But, while noting the lack of gender equality, Mr Brady considered diversity as “much broader than that”, and requiring a “cultural change”.

Companies are now grappling with a whole suite of challenges associated with IT and social media, with Mr Brady stating that “we need 25-year-olds on boards”.

While he said that people equate experience with age, “maybe we just need to say, actually, experience and age don’t count in that world”.

“We actually need modern thinkers and I think diversity needs to be seen more deeply than just gender”, the director explained.

“It’s got to be young people, [and] it’s got to be dependent on your stakeholder groups,” he further clarified.

Mr Brady stated that it is okay to “accept that they don’t have experience in whatever else that you think you need in the skills matrix” as there’s an argument to suggest that diversity “should drive up the board’s skills matrix outside of the sector”.

“It’s important to actually have a divergence of opinion around these board tables, and you need to try and avoid what’s called ‘group think’.”

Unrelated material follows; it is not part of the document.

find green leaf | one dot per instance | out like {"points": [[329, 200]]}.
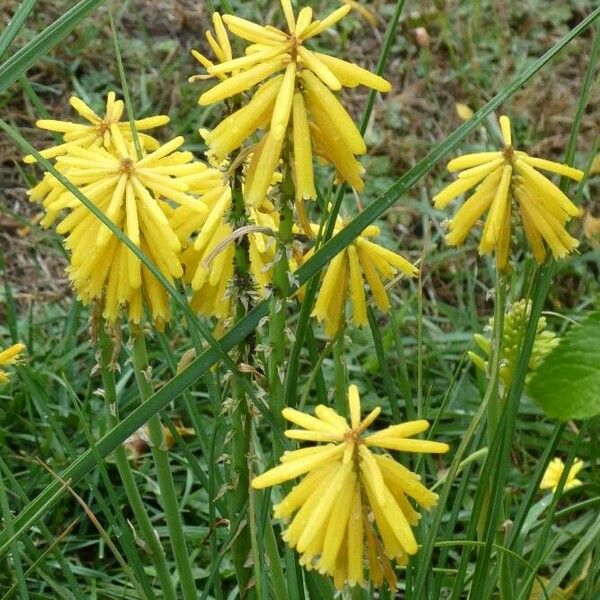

One of the issues of governance, according to Mr Brady, “is basically the representation of the shareholders and key stakeholders… but it’s also now back to social licence to operate and representing the interests of the community”.

Mr Brady believes the banks, in particular, will struggle with representation, because “if you look at their stakeholders, their stakeholders are mortgagees and they are people in the suburbs”.

A key question going forward for board make up, according to the director, will be whether “the board [is] being adequately fed information relative to the people that that organisation serves?”

“The people you serve… are they adequately represented?”